野神玲子さん・仮名(体験手記)

カウンセリングを経験された方の体験手記です。

野神 玲子さん(仮名・36歳)

私がカウンセリングを受けたのは、
友人との付き合い方に
悩んだことがきっかけでした。

もともと少し
我が儘なところのあった彼女でしたが
年下だし、お互いさまと思って
付き合ってきました。

職場での不満や愚痴を聞いてあげたり、
彼女が家を出てアパートを探す時には
不動産屋さん回りに
付き合ったりもしました。



ある時、会社の仕事が急に入って
会う約束をキャンセルしなければならず、

前の日にメールを出しておきましたが
彼女は不機嫌そうでした。

その日、夜の11時頃に
仕事を終えて帰宅すると、
ポストに彼女の手紙が入っていました。

夜の8時ぐらいにやって来て、
私が帰るのを、家の前で
ずっと待っていたようです。

それ迄は
電話がかかってくると
どんな時にも話を聞いてあげたり、
相談にのったりしたのですが、

さすがにこの時は
仕事で疲れ切っていたこともあって、
付き合いきれない、と思いました。

私の事情に関わりなく生活に入り込み、
しかも「○○さんの為に来ている」
という彼女の感覚に、
もうこれではダメだ、と思いました。



そんな時ある友人から、
私が彼女を甘やかし過ぎている
「共依存」の関係になっている
と指摘されました。

私にはとてもショックでした。

客観的な目で信頼できる助言を得たい
と思いました。

カウンセリングでは
たくさんのヒントをもらいました。

ある友人からからは、
彼女に対してもっと毅然と対応し
突き放すべきだと言われました。

先生からは反対のことを言われました。

彼女は理屈でなく
なにかの感情からそう行動してしまう。

私の家に来てしまうのも、
自分でもどうにもならない行動だから、
その行動を、理屈や常識からだけ
責めたり咎めても
彼女には伝わらないのでは ?

また、彼女は自分の母親を、
厳格で息が詰まるような人だ
と話しており、
私もそんな印象を持っていたのですが、

「家族関係のことは他人には分からないものです。
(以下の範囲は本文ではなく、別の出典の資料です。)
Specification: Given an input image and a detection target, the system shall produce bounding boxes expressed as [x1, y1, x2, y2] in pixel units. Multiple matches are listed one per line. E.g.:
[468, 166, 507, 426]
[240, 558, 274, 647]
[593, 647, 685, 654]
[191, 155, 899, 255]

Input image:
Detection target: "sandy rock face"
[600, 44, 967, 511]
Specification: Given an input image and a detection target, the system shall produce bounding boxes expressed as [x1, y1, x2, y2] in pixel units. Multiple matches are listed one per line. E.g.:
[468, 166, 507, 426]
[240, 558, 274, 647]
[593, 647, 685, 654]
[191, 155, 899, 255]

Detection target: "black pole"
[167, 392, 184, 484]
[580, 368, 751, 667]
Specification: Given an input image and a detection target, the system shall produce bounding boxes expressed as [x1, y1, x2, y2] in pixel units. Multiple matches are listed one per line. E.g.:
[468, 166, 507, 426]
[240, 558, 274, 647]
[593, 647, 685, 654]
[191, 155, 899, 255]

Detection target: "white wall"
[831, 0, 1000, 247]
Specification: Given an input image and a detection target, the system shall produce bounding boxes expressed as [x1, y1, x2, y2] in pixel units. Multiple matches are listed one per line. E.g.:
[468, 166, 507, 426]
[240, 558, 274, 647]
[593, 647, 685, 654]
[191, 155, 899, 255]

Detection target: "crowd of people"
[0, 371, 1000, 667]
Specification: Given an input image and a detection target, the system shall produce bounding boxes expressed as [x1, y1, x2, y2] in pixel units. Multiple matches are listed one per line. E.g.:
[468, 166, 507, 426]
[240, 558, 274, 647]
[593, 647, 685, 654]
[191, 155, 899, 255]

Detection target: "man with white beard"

彼女がそう話しているのは、彼女の目を通してのお母さん像・イメージであって、お母さんの側から見た彼女との関係は、また違ったものに見えているのでは・・」
と言われました。

子どもでも、
放っておいても育つ子と、

とても敏感で繊細で、上手に察して、
手をかけてあげなくては育ちにくい子、
親子関係を作りにくい子がある。

誰が悪いのでもなく、
持って生まれた気質がある、
ということでした。

これにはなるほどと思いました。

逞しく生きている彼女のお姉さんと、
お姉さんとお母さんの関係が
思い当たりました。

今までの私は、彼女の目を通してしか、
彼女の訴える家庭の状況を
見てなかったことに気づきました。



お話をしているうちに
彼女に振り回されていた自分
というものに気づき、

こういう関係はお互いにとって良くない、
もうやめようと思いました。

私にとっては
彼女とのことだけではなく、

自分の人生経験を
客観的に振り返るという意味でも、
とても大切な時間だったと思います。